Unlike that of Lyster and Ranta (1997), Burke and Pieterick’s (2010) classification focuses on the quality of feedback. Their evaluative and advisory types of feedback look at the writing performance of the learners with the aim of assigning a score on their past performance or with the aim of improving the quality of the learners’ written piece respectively.
Among all, the classification put forward by R. Ellis (2009) best serves the purpose of this research in that the focus in this research was writing and how and whether it could be improved via the different CF strategies. Ellis’s classification encompasses six major categories, namely, direct, indirect, metalinguistic, focused/unfocused, electronic, and reformulation. In the direct kind of feedback, the correct form of the inaccurate form is provided. According to Ferris (2006), this could be done by adding or omitting some words to form the correct form. This type of feedback could best work with elementary learners. However, teachers will have to spend a lot of time correcting the learners’ papers (Ferris & Roberts, 2001).

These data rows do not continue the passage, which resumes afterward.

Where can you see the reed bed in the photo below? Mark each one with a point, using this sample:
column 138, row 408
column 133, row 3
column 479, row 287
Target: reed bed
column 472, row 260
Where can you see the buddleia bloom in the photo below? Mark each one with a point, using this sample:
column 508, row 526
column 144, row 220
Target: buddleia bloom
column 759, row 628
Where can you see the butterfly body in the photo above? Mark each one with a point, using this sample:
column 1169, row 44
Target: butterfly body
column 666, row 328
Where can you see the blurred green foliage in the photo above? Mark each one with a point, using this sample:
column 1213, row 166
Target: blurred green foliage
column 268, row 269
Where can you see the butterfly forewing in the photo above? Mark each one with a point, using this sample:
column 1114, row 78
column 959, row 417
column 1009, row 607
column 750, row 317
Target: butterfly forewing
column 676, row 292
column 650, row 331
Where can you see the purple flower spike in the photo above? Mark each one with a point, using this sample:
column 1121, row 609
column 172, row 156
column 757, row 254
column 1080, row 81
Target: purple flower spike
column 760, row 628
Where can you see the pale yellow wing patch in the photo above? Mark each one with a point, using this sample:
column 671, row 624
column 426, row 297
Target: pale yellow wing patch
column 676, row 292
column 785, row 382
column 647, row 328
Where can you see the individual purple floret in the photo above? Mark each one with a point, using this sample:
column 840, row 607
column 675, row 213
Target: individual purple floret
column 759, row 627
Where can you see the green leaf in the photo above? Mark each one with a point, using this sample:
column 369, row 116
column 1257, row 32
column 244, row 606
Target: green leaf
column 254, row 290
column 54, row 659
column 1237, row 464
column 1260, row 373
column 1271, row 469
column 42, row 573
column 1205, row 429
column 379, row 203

Conversely, in the indirect CF, the teacher indicates where the error exists by underlining or specifying the location of the error. Ferris and Roberts (2001) held that this kind of feedback is advantageous to the direct form in that the learners spend more time trying to figure out what is wrong, hence, more processing time. In other words, this will allow more reflection on the kind of error the learner has; thus, there will more cognitive processing.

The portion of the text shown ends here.